According to the latest RBA data, the average Australian with a mortgage is currently only using 4.4 percent of their household income to cover loan interest expenses. #StormTeacup

Of the 10.7 million residential properties in Australia, 1 million (or 7 percent) changed hands over the last 2 calendar years.

It is therefore reasonable to assume that circa 90 percent of Australian households have not taken on any extra debt at all.

In fact, a large portion of households have 20 to 45 percent more equity in their home today compared to 2-years ago.

More importantly, there are copious amounts of slack in most household budgets to absorb several interest rate rises. The RBA know that.

For many years, most homeowners have been paying well above their minimum required loan payment. The RBA has confirmed that.

The value of cash reserves sitting in facilities such as mortgage offsets and redraw accounts currently sits at $1.37 billion.

And Australia’s biggest home loan lender, CBA, recently announced that 35 percent of loans are more than 2-years ahead on mortgage payments. #DeepPockets

‘Mortgage stress’? Give me a spell.

Property boom still on the cards

Interest rate rises are inevitable but, in the overall scheme of things, they will still be dirt cheap for a long time.

Yes, it is widely acknowledged that the world has entered an inflationary period. From the price of petrol to electricity and a big bunch of stuff is on the rise.

This extends to the cost of materials and labour for construction of real estate and renovations (hardly a recipe for placing downward pressure on property prices).

The below graphic illustrates the change in real estate values compared to inflationary pressures over the last half a century.

On the flip side of rising inflation and interest rates is a nation at full employment, government and business revenues rising and the strongest prospects for wage growth in eons.

While a lot can happen within 6-months let alone 6-years, we do know that Melbourne and Sydney currently have the weakest property market fundamentals.

But many other locations (especially in the regions) currently have the strongest fundamentals they’ve seen in 20-years.

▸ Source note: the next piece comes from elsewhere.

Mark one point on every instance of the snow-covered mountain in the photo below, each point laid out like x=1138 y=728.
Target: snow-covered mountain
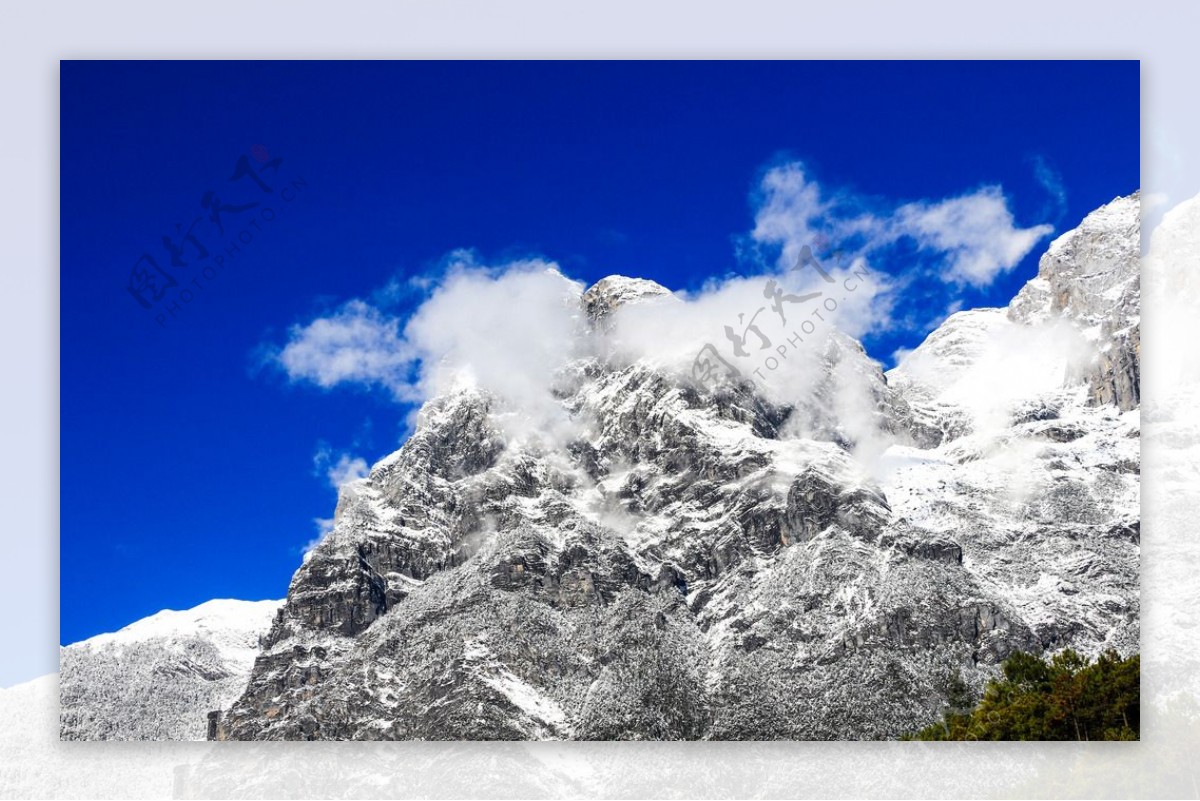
x=702 y=561
x=157 y=678
x=697 y=560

A dare anyone to point to a single year from the last 20-years which had a more impressive collection of fundamentals than those listed in Propertyology’s 2022 PROPERTY MARKET OUTLOOK REPORT.

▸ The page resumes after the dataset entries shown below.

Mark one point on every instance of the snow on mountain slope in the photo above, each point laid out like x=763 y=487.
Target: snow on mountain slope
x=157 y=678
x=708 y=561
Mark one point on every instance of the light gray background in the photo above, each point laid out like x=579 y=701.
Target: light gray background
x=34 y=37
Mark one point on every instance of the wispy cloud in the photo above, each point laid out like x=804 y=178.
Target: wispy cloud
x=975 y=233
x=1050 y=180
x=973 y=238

The current volume of asset and cash rich buyers who have an insatiable appetite to improve their lifestyle is unprecedented. Exciting.

Meanwhile, Australia’s housing supply situation has (officially) never been tighter.

The 200,867 dwellings listed for sale now is a record low. The previous record (229,488) was this time 12-years ago when our national population had 4 million fewer people.

And rental supply in most locations is currently non-existent. This report illustrates there is no relief in sight.

Drawing on the background of a lifetime of formally studying Australian property markets history and detailed analysis of all current known factors, I’m certain that house values in most Australian locations will be much higher in 6-years’ time than they are now.